The Sept. 30 deadline set by Visa USA for large enterprises to comply with the Payment Card Industry Data Security Standard is looming. But even with the deadline so close, a study commissioned by EMCs security division found that many businesses are still struggling to make the grade.
The study for RSA Security—performed by Forrester Consulting, which surveyed 677 organizations across the Unite States and Europe—found businesses are facing a number of challenges in achieving compliance. Forty-six percent of respondents admitted having a lack of appropriate access management measures in terms of access control, identity management and physical security. Nearly 40 percent reported a lack of appropriate monitoring and testing, while 36 percent admitted deficiencies in appropriate infrastructure management measures such as firewalls and anti-virus.
“The No. 1 thing we took away from this research is that while companies are, indeed, seeking specific products and services to address PCI DSS compliance, most merchants are looking for more than a handful of point solutions,” said Dave Howell, solutions marketing manager at RSA, in Bedford, Mass. “Vendors also have an opportunity to help merchants think beyond PCI. RSA, for example, will help customers understand how the efforts they expend now may be leveraged to improve better security overall.
“In other words,” Howell said, “well help customers to move beyond the core issue of PCI DSS compliance and understand how investments may position the organization for long-term security and business enablement.”
Chris Smith, vice president of marketing at Houston-based Alert Logic, said vendors need to design tools that are easy to deploy and maintain to help companies become compliant.
“We consistently see IT people struggle to deploy the advanced technology prescribed by PCI—technology like intrusion detection, vulnerability scanning, encryption and audit log collection,” he said.
PCI compliance, he said, should be approached as an ongoing process, not a project with a strict beginning and end, and needs to be incorporated into an overall security program to get the level of buy-in and resources that it requires to be successful.

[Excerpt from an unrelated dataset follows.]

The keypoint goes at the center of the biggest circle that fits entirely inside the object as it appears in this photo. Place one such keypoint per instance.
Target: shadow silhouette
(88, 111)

The business side of organizations should also work in lock step with the IT side of the house in agreeing that PCI compliance is a business imperative, Smith said.
News from the RSA study wasnt all bad. Seventy-nine percent of respondents employ encryption to protect all credit card data in their environments, and 20 percent use other means to protect or mask credit card data. Only 1 percent reported not masking or protecting credit card data.